Code Conspiracy
by DeadFeesh24
Summary: What if Lyoko wasn't all it seemed to be? Maybe Franz was hiding something... Set ten years after the original series.


**A/N: I'll try and keep with this story for once... This is set about 10-11 years after the Lyoko Warriors shut down the computer. This actually started as a writing prompt in class: "What if your favorite work of fiction wasn't all it was cracked up to be?"**

**I guess that gives you a hint at to what to expect...**

**Enjoy!**

Chapter One:

It had gotten dark so quickly that day…

Giselle stood pensively, shifting from foot to foot, glancing into the inky darkness, and then down to the metal slat that acted as a threshold between her and the abandoned factory. In the distance, if she squinted, she could see the factory beyond the bridge; a hulking beast, darker than dark, with faintly glowing eyes that stared forever forward. Below the bridge, stagnant bay water swirled and tumbled, reeking of low tide and sewage. Supposedly, no one had been in here for the last ten to twenty years; it had been abandoned because of a poisonous gas leak, or something. ( But you could never be sure of the truth with high-schoolers…)

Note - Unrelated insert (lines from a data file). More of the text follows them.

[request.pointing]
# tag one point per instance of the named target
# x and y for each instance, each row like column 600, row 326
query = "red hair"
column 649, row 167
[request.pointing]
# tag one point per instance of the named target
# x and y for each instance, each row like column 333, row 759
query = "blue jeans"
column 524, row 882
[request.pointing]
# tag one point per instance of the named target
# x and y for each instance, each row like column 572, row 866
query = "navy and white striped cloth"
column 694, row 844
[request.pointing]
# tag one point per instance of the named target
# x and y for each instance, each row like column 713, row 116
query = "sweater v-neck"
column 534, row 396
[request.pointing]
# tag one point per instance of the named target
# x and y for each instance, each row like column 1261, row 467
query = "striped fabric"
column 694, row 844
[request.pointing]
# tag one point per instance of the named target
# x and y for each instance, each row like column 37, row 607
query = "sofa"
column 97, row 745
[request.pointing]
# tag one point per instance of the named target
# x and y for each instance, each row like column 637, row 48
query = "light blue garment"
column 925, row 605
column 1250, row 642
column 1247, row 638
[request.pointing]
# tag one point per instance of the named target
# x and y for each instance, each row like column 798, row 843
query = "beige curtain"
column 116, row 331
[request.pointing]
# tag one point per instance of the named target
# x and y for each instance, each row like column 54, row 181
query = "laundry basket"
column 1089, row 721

It was the end of summer; fat and sluggish breezes grabbed at her clothes and strawberry blonde hair with grimy paws and shoved more of the stench of the water up her nose.

Behind her, a gaggle of giddy and anxious girls murmured and laughed. One girl, with clear grey eyes and red hair shoved a weighty flashlight into Giselle's clammy palms.

"Now be careful," she said, "and remember, you have to stay in there for an hour. Don't go chickening out!"

Giselle was too nervous to respond. Why did she even take the stupid dare in the first place? This surely wasn't worth fifty dollars…

She stood there, petrified with fear before half a dozen hands pushed into her back and drove her forward into the dark.

With each step Giselle took, her heart pounded faster and faster; making blood rush in her ears. With each footfall, a metallic clang resounded around her and goose-pimples brushed up her arms and neck like someone had poured ice down the back of her shirt.

She rubbed each hand dry on her jeans before turning on her flashlight. Suddenly, the area around her was illuminated. Giselle was meandering down the bridge; not even inside yet.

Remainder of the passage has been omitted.